Friday, February 26, 2016

Tagging Along With Bill Through Britain

Bill Bryson’s Notes from a Small Island is a fun romp around Britain through the eyes of an American ex-pat. If you enjoy PBS travel programs and/or British comedies, or frequently find yourself watching BBC America from your satellite provider but haven’t read this book, you jolly well better hoof off to the nearest book store or library and procure a copy for heaven’s sake!

Bryson lived in England for a number of years, having married a British nurse. One day after 20 years or so of being a part of the British landscape, Bryson and his family decided to move back to the United States. Notes from a Small Island is a memoir of the seven-week “farewell” trek through England, Wales, and Scotland Bryson made before departing. If you have read A Walk in the Woods (recently made into a film starring Robert Redford), then you know that Bryson is a walker. It is a habit he perfected during his years in Britain. Much of the journey he takes readers on is a walkabout through the countryside.

“I picked a mercifully level footpath and followed it for two miles through woods and fields along the crest of a secluded hanging Valley to rejoin the coast path at a lonely and dramatic eminence called Houns-tout Cliff. The view once again was stunning: whale-back hills and radiant white cliffs, dotted with small coves and hidden beaches washed by a blue and infinite sea. I could see all the way to Lulworth, my destination for the day, some ten miles and many daunting whale-back to the west.”

In addition to rich descriptions of the landscape, villages, and people Bryson encounters on his journey, there is also a good smattering of the irreverent humor one expects while reading anything by this author. I had many good laughs aloud (much to the consternation of my husband seated at the opposite end of the couch trying to make his way through the latest George R. R. Martin epic, A Dance With Dragons) as I joined Bryson’s farewell tour.

As an example, Bryson begins chapter 20 with: “I took a train to Liverpool. They were having a festival of litter when I arrived. Citizens had taken time off from their busy activities to add ice cream wrappers, empty cigarette boxes, and plastic carrier bags to the otherwise bland and neglected landscape. They fluttered gaily in the bushes and brought color and texture to pavements and gutters. And to think that elsewhere we stick these objects in trashbags.”

His tale of the sign he found where a grumpy landowner did not want anyone turning around in their driveway, or the elderly train enthusiast he encountered on the train to Llandudno in Wales were a hoot! I can easily imagine that travelling with Bryson would make for a fun time.
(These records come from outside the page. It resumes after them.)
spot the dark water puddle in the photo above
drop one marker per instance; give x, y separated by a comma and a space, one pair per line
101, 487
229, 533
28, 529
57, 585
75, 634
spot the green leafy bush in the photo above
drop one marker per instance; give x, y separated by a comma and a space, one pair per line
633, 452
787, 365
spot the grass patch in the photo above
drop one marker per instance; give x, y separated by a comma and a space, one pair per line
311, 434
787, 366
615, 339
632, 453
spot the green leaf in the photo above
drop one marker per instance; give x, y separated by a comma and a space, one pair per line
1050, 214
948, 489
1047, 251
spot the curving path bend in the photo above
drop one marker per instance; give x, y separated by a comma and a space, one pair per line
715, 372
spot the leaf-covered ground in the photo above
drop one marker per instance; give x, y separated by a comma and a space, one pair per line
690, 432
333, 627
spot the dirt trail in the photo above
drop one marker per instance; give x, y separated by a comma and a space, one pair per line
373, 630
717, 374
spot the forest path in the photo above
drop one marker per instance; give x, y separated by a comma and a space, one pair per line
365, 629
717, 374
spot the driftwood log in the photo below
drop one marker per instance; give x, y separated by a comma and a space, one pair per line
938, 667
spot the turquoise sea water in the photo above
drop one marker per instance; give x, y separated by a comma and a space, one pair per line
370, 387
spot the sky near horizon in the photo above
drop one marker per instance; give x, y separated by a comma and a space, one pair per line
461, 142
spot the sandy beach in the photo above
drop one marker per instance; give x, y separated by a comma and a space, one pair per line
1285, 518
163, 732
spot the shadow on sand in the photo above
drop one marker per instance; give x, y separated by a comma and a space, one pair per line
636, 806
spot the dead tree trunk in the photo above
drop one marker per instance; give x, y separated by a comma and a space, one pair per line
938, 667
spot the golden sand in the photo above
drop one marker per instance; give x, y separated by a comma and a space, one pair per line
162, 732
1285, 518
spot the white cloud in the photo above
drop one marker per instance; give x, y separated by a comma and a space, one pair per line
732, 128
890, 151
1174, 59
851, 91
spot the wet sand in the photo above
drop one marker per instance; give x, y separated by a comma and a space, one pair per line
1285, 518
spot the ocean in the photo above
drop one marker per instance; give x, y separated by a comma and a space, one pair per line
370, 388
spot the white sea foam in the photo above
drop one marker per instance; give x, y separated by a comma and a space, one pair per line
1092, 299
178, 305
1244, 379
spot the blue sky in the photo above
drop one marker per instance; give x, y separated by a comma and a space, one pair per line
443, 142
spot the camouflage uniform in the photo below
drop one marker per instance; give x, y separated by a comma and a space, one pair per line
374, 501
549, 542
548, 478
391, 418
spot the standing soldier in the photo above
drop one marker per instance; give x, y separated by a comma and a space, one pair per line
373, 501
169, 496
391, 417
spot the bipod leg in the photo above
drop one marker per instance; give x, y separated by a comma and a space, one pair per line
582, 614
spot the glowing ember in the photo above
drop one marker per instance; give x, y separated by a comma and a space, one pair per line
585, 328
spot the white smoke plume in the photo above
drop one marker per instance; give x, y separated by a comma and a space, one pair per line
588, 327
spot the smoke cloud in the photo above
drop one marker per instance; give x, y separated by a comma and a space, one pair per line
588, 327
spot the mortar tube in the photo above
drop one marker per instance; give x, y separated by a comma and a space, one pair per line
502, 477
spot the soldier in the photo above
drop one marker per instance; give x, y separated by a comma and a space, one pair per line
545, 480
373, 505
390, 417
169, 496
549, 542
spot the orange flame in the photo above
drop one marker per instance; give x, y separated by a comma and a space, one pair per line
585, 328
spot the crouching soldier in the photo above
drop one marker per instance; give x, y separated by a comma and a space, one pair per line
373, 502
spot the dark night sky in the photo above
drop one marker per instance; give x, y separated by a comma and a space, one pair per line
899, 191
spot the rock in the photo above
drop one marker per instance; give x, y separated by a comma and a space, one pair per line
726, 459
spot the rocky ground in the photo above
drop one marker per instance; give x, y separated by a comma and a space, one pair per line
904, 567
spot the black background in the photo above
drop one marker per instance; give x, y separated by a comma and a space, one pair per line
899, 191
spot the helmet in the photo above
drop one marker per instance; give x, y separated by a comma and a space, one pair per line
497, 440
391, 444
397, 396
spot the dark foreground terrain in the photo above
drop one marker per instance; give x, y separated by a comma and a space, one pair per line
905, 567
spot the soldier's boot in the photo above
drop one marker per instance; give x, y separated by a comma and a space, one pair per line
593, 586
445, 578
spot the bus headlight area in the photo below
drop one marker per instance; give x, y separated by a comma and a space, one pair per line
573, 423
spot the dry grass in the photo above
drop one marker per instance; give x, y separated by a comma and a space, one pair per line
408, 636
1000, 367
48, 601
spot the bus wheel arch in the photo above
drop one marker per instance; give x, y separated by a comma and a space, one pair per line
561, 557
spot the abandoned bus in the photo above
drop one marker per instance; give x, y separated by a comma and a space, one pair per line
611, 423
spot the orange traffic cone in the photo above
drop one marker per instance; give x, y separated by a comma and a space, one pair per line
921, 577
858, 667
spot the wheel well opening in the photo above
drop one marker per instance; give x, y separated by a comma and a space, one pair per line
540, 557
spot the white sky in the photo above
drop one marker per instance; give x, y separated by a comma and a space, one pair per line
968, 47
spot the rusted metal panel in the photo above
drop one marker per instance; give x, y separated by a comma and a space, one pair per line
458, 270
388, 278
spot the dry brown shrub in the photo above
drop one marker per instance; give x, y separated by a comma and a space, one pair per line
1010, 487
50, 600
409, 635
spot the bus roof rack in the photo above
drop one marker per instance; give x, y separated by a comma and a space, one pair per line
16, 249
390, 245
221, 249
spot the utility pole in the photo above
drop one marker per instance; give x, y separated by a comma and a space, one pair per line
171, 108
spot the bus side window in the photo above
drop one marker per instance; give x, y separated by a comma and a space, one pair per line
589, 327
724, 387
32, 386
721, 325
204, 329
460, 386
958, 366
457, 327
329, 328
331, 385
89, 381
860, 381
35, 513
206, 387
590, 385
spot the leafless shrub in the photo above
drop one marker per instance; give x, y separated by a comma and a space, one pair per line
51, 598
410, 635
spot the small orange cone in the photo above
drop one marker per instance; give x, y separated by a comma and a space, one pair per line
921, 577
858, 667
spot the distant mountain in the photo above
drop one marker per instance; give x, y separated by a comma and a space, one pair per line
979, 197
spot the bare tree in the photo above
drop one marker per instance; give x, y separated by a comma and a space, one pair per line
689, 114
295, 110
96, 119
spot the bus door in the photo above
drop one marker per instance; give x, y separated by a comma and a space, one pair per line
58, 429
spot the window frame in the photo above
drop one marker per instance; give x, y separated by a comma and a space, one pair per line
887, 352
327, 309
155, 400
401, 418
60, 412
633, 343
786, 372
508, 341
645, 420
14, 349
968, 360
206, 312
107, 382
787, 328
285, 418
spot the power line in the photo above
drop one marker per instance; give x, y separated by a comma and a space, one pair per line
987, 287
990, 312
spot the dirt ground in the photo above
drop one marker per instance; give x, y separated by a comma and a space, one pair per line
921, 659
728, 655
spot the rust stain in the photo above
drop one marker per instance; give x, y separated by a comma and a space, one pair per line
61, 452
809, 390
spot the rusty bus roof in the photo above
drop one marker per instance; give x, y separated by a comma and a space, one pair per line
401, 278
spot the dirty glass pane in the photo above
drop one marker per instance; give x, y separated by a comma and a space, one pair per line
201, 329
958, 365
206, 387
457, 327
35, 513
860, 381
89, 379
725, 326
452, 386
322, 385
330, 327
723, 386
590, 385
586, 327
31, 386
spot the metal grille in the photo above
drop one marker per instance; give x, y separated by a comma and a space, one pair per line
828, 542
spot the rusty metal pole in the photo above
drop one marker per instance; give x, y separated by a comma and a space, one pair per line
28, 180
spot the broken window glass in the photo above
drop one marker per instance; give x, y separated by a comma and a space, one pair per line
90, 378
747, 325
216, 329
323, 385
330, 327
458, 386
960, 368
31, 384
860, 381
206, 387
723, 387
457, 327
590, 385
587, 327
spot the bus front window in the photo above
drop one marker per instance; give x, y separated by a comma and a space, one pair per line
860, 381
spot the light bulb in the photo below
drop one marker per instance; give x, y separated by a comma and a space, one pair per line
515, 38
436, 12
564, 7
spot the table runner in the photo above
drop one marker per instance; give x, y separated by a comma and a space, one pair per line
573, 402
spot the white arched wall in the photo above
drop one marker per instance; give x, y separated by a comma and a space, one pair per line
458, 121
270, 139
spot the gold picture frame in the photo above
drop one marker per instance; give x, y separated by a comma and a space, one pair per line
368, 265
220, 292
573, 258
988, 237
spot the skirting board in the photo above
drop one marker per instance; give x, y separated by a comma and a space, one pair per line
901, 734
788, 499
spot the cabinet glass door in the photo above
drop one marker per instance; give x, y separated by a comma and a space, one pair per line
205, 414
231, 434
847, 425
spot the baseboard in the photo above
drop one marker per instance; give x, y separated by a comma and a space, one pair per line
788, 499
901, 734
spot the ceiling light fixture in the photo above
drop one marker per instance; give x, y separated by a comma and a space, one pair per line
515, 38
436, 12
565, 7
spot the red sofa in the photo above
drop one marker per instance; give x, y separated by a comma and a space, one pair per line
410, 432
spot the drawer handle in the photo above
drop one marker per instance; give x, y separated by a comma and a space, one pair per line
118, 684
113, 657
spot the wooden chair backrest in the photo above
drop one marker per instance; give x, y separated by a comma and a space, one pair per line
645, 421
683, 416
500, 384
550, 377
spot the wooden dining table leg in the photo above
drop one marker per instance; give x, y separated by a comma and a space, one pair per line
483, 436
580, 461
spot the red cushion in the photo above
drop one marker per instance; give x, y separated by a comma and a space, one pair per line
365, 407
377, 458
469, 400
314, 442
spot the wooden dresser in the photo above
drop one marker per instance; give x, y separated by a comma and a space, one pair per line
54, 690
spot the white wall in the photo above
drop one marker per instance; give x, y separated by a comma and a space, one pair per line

And indeed, it has each and every moment I have spent reading his books. The book should come with a warning that you may get some funny looks from people around you when you break into laughter in public. That being said, I would encourage you to read it--especially with a pint in hand and a marathon of British documentaries playing in the background.

From the Publisher . . .

Before New York Times bestselling author Bill Bryson wrote The Road to Little Dribbling, he took this delightfully irreverent jaunt around the unparalleled floating nation of Great Britain, which has produced zebra crossings, Shakespeare, Twiggie Winkie’s Farm, and places with names like Farleigh Wallop and Titsey.

About the Author . . .

Bill Bryson was born in Des Moines, Iowa. For twenty years he lived in England, where he worked for the Times and the Independent, and wrote for most major British and American publications. His books include travel memoirs (Neither Here Nor There; The Lost Continent; Notes from a Small Island) and books on language (The Mother Tongue; Made in America). His account of his attempts to walk the Appalachian Trail, A Walk in the Woods, was a huge New York Times bestseller. He lives in Hanover, New Hampshire, with his wife and his four children.